O discurso de Obama à nação foi precedido por um encontro, na terça-feira, com os líderes políticos de ambas as câmaras do Congresso, que ficaram a conhecer em primeira mão o plano da Administração. A Casa Branca alega que a operação militar no Iraque e na Síria não equivale a uma guerra e por isso não se adequa aos parâmetros constitucionais que atribuem exclusivamente ao Congresso o poder de autorizar o uso da força contra um inimigo declarado. No final do encontro, a presidência descreveu a conversa como produtiva, e instou o Congresso a “tomar as suas próprias medidas [para combater os extremistas], demonstrando ao mundo que o país está unido no seu propósito de derrotar esta ameaça”.

A campanha militar lançada por Obama contra o EI não merece a oposição dos legisladores: as únicas críticas, vindas dos chamados “falcões” da bancada republicana, têm a ver com a renitência do Presidente em mobilizar tropas e avançar com uma ofensiva terrestre na região. Obama, que foi eleito com a promessa de “terminar responsavelmente” as guerras do Iraque e do Afeganistão, tem repetido que esse cenário não voltará a colocar-se. “Passei os últimos quatro anos e meio a trabalhar para pôr fim a guerras”, sublinhou.

Kerry viaja de surpresa para Bagdad
Em antecipação do discurso de Obama, o secretário de Estado, John Kerry, referiu-se na terça-feira à outra componente da estratégia dos EUA: o estabelecimento de uma coligação internacional para o combate ao EI, na qual diferentes países assumirão diferentes papéis e responsabilidades – políticas, financeiras e militares.

Kerry iniciou em Bagdad uma nova ronda regional de contactos, com paragens na Arábia Saudita e Jordânia.

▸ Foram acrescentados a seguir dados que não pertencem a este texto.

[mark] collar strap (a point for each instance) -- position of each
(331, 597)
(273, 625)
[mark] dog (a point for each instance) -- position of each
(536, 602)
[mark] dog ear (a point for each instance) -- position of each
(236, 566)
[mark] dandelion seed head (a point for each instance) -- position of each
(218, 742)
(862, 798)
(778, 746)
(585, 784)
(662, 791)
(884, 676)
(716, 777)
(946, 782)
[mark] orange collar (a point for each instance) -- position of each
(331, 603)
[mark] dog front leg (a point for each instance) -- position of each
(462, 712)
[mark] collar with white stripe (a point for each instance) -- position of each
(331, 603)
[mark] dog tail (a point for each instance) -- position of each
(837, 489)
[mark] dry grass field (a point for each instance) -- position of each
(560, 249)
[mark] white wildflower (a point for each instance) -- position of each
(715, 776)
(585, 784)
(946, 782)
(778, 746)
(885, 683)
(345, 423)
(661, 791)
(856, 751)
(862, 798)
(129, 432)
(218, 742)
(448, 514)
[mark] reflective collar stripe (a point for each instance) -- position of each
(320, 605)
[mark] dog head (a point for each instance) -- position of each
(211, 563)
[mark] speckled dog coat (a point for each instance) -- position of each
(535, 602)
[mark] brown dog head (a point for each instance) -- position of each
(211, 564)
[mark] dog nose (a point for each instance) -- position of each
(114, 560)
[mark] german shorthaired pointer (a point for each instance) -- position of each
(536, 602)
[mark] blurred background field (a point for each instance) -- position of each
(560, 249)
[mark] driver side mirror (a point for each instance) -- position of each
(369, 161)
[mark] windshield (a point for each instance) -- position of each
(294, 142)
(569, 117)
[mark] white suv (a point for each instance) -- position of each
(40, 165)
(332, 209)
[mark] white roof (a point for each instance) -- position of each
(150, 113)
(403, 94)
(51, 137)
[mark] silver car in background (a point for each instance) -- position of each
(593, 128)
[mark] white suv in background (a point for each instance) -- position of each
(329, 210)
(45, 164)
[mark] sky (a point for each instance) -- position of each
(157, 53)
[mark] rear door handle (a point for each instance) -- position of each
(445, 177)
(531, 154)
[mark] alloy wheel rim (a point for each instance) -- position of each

A visita ao Iraque não foi previamente anunciada: a “surpresa” teve como principal objectivo demonstrar o apoio dos EUA ao novo Governo de unidade nacional formado pelo primeiro-ministro Haider al-Abadi e aprovado pelo parlamento na segunda-feira à noite.

O governante norte-americano elogiou o gesto de partilha de poder do político xiita com as minorias sunitas e curdas – cujo afastamento nos anteriores governos de Nouri al-Maliki criou as condições para a crise política e ingovernabilidade do país, e abriu terreno ao avanço dos militantes do EI em função da desintegração do Exército nacional. A reforma militar, ouviu Kerry, está no topo das prioridades de Abadi: os EUA estão disponíveis para apoiar esse esforço, assegurou.

Além do Governo do Iraque, os EUA contam com o compromisso do Reino Unido, Canadá, Austrália, Dinamarca, Polónia, Itália, Alemanha e Turquia para formar uma “frente unida” contra o EI. A França já se prontificou a disponibilizar meios aéreos para apoiar a operação em curso no Iraque, mas nesta quarta-feira, em Paris, o ministro dos Negócios Estrangeiros, Laurent Fabius, disse que uma intervenção na Síria envolveria outras “modalidades” que não os bombardeamentos aéreos. “Sabemos que é necessário actuar nos dois países, mas não pode ser da mesma forma”, explicou o governante, garantindo a ajuda do seu país à oposição da Síria “que combate o EI e Bashar al-Assad ao mesmo tempo”.

Al-Qaeda resiste
O facto de as atenções estarem agora voltadas para o combate ao Estado Islâmico não quer dizer que os EUA tenham ultrapassado o “trauma” do 11 de Setembro ou menorizado o perigo da Al-Qaeda: a organização terrorista comandada por Ayman al-Zawahiri, a partir das regiões tribais entre o Paquistão e o Afeganistão, está significativamente enfraquecida mas ainda resiste e conta com células activas na Líbia, Síria e no Sinai, e acaba de anunciar a criação de um novo ramo no subcontinente indiano.

Como escreve o site da CNN, Zawahiri seria um dos principais interessados no discurso desta quarta-feira do Presidente norte-americano: tal como Obama, também a Al-Qaeda está interessada em “exterminar o EI”, um grupo concorrente e com uma visão muito diferente do movimento jihadista global, para cujas fileiras estão a desertar muitos dos combatentes outrora fiéis a Bin Laden.